Given observations \(\mathscr {D}=(\textbf{Y}, \textbf{f})\) we can condition our distribution on \(\mathscr {D}\) as usual:

$$\begin{aligned} p(f \mid \mathscr {D})=\mathscr {G} \mathscr {P}\left( f ; \mu _{f \mid \mathscr {D}}, K_{f \mid \mathscr {D}}\right) \end{aligned}$$
(8)

How do we pick where to observe the function next for a given set of observations? A strategy in BO is to devise an acquisition function a(y). It is a cost-effective estimate calculated at a particular point, based on the anticipated benefit of evaluating f at y in the minimization problem. The optimization of the acquisition function is used to determine the location of the next observation. In essence, we have substituted the original optimization problem with another optimization problem, but one that operates on a much cheaper function a(y).
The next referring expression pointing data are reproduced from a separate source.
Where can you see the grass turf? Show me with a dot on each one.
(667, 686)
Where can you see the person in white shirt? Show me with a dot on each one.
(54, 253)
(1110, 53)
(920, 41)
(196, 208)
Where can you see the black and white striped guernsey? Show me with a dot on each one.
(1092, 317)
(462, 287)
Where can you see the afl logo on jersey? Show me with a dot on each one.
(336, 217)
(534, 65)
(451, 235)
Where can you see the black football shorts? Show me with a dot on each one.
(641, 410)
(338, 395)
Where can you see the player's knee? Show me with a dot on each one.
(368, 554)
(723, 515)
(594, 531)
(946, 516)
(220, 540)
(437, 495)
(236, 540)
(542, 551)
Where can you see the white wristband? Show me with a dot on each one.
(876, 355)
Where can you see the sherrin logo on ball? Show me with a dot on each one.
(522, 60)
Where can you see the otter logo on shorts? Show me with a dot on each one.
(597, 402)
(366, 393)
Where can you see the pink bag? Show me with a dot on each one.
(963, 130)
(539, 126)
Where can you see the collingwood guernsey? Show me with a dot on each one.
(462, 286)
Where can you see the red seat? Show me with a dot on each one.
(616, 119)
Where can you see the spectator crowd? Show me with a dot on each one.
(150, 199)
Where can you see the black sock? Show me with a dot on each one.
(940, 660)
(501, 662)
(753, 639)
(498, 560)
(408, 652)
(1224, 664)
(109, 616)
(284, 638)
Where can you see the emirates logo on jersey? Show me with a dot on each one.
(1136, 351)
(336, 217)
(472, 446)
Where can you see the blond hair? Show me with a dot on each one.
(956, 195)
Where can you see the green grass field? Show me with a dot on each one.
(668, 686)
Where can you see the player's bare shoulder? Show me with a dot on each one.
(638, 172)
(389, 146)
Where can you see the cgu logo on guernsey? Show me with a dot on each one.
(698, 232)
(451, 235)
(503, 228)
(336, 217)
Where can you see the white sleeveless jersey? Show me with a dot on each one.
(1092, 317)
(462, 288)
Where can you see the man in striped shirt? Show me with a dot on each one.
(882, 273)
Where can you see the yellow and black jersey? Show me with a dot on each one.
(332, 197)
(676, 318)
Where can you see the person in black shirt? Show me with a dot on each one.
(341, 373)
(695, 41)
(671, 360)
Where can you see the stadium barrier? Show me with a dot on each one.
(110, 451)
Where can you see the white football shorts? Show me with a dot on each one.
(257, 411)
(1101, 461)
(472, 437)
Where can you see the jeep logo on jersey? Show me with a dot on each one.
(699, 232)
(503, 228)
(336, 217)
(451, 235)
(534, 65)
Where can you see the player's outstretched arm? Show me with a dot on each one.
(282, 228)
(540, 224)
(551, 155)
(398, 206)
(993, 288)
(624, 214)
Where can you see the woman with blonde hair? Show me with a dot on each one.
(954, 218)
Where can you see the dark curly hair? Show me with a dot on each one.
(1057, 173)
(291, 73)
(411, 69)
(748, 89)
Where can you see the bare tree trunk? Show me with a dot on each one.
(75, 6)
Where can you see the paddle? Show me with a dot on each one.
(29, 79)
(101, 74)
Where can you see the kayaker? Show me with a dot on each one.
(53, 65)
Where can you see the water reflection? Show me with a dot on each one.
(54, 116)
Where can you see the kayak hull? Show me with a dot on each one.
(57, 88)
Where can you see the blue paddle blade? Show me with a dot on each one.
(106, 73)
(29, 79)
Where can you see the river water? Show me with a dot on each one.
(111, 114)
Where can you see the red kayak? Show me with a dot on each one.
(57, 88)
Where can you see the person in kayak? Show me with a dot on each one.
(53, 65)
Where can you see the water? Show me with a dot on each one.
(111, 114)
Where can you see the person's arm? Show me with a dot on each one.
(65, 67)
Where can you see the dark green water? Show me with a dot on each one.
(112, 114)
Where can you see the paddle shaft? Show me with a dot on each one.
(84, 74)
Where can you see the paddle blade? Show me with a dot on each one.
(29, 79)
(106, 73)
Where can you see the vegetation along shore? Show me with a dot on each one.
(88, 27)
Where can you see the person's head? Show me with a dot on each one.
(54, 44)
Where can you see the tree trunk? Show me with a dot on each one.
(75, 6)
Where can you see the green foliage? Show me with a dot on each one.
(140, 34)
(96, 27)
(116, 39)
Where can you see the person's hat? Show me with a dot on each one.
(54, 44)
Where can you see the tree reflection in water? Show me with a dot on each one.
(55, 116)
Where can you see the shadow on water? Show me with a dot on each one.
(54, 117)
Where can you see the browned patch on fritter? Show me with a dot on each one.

Machine learning classifiers

In this section, we outline the various machine learning classifiers utilized in our study, including Support Vector Machine (SVM), Ensemble model (EM), and Neural Networks (NN) for training the proposed model.

SVM

SVM performs multi-class classification tasks by drawing a hyperplane to maximize the margin among classes. The classifier also tries to minimize the error35, and it provides different advantages like a sufficient generalization to the new instances, the absence of local minimums, and a representation that relies on a few features36. Given a training set of input vectors \(\textbf{x}_{i} \in R^{d}\), \(i=\{1,\ldots ,N_{t}\}\) for d dimensional input space and outputs \(y_{i} \in \{1,-1\}\). Where equation 9 shows the SVM’s hyperplane:

$$\begin{aligned} y_{i}&= sign(\textbf{w} \cdot \textbf{xy}^T_{i} + b) \end{aligned}$$
(9)

In the above equation, \(\textbf{x}\) describes the input vector, and \(\textbf{w}\) is for a constant vector of an SVM hyperplane. While the training input vector \(\textbf{x}_{i}\) illustrates the attributes and sign() is a signum function with ±1 output. The goal is to minimize Equation 10.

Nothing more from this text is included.